Eternal sunshine of the Spotless Mind, 2004. This movie is a beautiful depiction of the excruciating loss of sacred memory.

When you lose your mind, you lose everything...

When I started working in hospice, the learning curve was steep. I had never been a fan of anatomy and physiology classes in college. I simply endured them to reach the projected goal- get it over with! In application, with real life humans, I found that the systems of the body were illustrated for me with perfect understanding. You see, when you witness all the things that can go wrong, you start understanding how they should have worked in the first place. I guess this was backwards learning for me, yet unforgettable. When your nerves don't work, you eventually lose your ability to tell your diaphragm to breathe. When your liver doesn't work, you get confused (sometimes mean) as the toxins fill up your body and eventually become unconscious before passing away. When you lose your mind, you lose everything

Always wandering...

One of the jobs I had as a hospice social worker was to be a companion to dementia patients. I spent countless hours in locked memory units, reading to non-verbal grandmas, listening to stories told as Joe was certain it was 1945, and he was a traveling salesman. I got accustomed to nonsense and welcomed the time machine. While many were labeled "pleasantly confused," others were terrified. In her 90's, wandering the halls in desperate search of her mother because dinner would be ready soon, and mama might get mad. Others had their nightmares take flight, reliving horrible incidents over and over. "The kitchen is on fire! Get the baby!" While others still, would babble rhyming words and numbers, stealing their neighbors shoes, wandering with their walker. Always wandering. At times, I would be honored to talk to their families. The ones that could tell me who they were before all of this. He built that old church downtown. She was a grandmother to 45 children. He fought in WWII and his girlfriend was killed at Pearl Harbor. He never got over it. These little snippets of life taught me a great lesson. Every memory is precious. Every. Single. One.

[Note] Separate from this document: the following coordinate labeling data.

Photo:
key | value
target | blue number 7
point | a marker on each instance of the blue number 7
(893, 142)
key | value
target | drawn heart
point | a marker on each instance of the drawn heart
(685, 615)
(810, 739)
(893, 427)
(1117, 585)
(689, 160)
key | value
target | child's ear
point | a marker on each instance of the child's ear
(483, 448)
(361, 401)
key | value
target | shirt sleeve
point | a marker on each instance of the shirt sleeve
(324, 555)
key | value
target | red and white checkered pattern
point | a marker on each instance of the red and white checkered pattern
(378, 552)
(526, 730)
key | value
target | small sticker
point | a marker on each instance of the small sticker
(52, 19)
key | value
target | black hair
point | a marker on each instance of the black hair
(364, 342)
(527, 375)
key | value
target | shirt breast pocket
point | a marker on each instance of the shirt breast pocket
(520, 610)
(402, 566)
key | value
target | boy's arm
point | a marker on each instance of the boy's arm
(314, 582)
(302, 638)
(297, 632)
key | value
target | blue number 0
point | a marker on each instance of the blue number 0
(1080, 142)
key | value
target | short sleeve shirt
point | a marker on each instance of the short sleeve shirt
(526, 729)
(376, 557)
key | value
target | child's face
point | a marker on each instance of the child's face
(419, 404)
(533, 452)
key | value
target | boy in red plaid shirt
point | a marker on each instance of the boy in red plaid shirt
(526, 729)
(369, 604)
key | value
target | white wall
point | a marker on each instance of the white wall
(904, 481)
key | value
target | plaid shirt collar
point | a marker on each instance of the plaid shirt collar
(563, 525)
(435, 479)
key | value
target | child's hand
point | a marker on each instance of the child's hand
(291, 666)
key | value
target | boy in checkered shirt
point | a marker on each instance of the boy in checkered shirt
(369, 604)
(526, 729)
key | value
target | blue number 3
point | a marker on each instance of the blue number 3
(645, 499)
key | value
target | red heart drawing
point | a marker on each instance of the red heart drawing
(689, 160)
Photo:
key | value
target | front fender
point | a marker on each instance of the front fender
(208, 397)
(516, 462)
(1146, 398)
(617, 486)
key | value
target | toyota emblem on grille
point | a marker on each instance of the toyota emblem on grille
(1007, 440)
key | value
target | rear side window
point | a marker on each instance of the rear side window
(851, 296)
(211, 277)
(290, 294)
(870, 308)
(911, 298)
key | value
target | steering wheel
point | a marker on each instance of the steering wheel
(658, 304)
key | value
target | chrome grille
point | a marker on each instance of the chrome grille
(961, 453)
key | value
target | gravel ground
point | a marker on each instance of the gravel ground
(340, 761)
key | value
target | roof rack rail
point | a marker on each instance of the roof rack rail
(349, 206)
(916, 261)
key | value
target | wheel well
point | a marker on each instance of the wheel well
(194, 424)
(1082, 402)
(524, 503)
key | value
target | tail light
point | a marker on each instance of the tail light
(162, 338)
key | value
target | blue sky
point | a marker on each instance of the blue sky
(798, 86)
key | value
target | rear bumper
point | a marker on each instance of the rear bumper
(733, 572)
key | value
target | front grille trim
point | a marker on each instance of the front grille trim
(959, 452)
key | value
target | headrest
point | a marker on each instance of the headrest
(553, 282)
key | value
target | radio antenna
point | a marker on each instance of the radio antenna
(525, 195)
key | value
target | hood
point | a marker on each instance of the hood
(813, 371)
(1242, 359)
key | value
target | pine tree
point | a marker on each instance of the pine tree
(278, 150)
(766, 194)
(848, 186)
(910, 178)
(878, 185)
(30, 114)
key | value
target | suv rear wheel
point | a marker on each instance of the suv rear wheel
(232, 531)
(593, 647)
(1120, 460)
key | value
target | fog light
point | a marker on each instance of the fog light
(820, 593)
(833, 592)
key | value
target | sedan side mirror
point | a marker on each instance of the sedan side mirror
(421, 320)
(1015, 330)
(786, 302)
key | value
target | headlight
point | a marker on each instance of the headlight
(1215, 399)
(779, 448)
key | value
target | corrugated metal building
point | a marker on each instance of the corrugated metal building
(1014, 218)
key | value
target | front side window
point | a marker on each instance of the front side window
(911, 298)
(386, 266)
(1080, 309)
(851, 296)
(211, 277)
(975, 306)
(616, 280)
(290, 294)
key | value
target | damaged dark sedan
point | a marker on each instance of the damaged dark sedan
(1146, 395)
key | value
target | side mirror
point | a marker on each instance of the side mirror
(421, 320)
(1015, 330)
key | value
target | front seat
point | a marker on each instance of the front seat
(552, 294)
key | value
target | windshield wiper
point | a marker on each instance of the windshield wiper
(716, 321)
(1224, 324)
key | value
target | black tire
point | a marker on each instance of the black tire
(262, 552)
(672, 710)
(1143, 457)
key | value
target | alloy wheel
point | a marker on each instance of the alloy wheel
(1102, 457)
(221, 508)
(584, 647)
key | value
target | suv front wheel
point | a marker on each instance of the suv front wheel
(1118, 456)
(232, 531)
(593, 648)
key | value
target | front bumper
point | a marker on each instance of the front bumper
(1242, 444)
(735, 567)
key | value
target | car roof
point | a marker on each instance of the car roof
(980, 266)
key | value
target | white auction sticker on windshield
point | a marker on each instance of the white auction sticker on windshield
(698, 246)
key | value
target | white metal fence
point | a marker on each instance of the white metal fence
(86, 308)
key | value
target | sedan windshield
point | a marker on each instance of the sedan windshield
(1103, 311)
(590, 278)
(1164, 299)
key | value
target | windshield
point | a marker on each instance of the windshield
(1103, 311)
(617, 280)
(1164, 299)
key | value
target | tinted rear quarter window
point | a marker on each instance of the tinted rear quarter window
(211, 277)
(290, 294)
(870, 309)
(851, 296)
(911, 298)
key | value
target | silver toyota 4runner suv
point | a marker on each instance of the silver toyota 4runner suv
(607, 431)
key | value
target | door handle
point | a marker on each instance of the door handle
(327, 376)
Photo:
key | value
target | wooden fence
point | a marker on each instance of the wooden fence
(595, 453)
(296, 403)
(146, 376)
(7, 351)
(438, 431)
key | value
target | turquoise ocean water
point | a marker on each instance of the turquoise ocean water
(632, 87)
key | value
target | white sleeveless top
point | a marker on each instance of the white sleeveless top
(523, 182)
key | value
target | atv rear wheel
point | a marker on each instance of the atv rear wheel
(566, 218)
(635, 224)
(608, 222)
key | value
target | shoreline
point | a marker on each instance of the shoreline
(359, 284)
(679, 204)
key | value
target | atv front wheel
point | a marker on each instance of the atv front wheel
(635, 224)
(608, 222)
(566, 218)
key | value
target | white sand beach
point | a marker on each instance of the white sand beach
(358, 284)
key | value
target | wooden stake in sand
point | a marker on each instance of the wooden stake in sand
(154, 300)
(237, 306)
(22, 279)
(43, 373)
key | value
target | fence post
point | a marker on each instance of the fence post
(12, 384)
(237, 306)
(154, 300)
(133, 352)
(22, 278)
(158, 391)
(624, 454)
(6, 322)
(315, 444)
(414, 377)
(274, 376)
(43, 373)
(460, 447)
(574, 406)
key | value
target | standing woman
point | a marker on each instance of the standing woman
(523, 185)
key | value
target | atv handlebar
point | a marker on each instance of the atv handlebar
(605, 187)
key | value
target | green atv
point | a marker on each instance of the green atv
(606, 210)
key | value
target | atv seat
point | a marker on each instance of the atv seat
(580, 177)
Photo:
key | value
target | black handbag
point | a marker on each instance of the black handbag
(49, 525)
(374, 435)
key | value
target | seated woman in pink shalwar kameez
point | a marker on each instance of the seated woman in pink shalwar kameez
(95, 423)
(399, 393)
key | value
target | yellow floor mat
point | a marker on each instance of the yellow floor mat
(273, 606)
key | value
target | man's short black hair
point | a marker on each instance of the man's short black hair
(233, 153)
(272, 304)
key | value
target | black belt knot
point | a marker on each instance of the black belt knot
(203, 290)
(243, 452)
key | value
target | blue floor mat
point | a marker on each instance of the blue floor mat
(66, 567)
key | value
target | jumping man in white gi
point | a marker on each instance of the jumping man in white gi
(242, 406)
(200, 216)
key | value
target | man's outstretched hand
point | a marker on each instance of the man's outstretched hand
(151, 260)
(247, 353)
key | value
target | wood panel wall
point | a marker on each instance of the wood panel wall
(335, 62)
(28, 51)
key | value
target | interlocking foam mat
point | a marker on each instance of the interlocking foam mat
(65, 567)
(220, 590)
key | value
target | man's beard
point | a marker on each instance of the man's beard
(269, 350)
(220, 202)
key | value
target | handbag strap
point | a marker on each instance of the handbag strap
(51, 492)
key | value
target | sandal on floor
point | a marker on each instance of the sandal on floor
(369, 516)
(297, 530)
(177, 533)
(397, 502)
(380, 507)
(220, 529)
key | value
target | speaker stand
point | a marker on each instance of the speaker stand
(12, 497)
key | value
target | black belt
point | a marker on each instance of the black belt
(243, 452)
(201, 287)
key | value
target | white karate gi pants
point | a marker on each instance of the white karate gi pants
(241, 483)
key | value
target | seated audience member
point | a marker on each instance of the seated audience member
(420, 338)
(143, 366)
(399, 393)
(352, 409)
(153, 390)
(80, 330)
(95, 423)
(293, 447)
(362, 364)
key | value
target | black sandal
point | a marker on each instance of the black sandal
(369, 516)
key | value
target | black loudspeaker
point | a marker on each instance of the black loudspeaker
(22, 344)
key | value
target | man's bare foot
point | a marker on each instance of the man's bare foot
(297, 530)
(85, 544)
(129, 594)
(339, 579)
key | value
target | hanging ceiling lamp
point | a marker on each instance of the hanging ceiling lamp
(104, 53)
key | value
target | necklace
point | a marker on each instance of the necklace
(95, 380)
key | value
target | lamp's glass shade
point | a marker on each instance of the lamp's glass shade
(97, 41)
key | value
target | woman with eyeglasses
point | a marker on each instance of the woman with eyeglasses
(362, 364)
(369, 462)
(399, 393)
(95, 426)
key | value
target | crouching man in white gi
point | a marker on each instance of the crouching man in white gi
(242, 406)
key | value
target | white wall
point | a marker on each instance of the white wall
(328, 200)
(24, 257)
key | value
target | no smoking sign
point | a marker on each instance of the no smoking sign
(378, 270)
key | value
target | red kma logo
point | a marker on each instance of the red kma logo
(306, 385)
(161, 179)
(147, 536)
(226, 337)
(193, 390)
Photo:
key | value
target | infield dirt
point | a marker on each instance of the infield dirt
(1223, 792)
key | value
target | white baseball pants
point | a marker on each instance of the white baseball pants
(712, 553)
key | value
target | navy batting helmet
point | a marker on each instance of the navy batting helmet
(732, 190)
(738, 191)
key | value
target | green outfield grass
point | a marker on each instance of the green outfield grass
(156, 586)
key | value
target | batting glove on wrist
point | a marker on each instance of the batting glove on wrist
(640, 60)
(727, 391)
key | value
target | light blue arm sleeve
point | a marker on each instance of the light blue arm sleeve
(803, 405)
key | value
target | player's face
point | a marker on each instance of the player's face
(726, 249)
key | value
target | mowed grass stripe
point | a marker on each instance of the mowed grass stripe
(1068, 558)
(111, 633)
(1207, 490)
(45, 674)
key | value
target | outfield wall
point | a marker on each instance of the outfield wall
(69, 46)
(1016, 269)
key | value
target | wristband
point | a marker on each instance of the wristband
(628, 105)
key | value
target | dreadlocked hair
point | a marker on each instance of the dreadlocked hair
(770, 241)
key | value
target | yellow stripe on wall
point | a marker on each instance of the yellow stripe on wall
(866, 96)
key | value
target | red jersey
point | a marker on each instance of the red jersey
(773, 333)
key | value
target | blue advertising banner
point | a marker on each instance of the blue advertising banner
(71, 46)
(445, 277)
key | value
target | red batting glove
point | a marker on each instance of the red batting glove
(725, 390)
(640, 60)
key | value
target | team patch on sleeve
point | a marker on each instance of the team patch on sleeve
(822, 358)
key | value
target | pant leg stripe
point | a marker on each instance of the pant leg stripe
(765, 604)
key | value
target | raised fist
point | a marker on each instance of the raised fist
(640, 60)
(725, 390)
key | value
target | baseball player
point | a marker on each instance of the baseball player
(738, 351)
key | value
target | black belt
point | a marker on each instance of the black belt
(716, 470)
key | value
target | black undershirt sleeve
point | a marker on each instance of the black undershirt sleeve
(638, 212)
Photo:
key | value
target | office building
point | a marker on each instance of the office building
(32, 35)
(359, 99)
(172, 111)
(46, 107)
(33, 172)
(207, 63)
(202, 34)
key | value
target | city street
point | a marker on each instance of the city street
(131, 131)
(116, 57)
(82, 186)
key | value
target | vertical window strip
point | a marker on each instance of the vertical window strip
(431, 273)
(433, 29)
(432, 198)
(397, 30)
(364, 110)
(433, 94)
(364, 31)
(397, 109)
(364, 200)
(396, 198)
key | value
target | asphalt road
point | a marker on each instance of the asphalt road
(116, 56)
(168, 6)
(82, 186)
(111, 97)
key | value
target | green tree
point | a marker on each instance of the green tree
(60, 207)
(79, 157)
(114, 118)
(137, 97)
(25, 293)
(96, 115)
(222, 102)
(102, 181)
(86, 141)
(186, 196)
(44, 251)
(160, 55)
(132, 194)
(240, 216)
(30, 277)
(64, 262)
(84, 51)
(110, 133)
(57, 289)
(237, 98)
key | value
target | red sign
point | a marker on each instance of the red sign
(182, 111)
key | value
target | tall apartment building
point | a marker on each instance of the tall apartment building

The smell of hot bacon dressing...

I spent years observing the subtle losses associated with cognitive decline. Forgetting simple words. Toothbrush, book, coffee. Brilliant minds withering with intermittent understanding that they are powerless to stop time. The worst is knowing that they aren't what they had been- before. When they remembered their daughter's name, face, her smile. When they could recite with great ease, the speech they made in 6th grade on the constitution. Dementia is a Great Thief. I'm thankful for my mind. While I may always be challenged to remember a new name, or why I walked into the kitchen half drowsy at bedtime, I am sound. I can remember the first time I saw the movie "Annie" in the theater, and the five times that followed. I remember the smell of hot bacon dressing boiling in the kitchen of the Sandpiper restaurant I worked at in the 90's. The way I felt after my first cigarette, and my last. What a gift this is. We can easily find gratitude in things like friendship, a close parking spot, or a stunning sunset. How often do we pause to savor the gifts we take for granted? Our mind is so special. The good and the bad, so beautifully ours, to keep. What are you thankful for? Happy Gratitude Tuesday.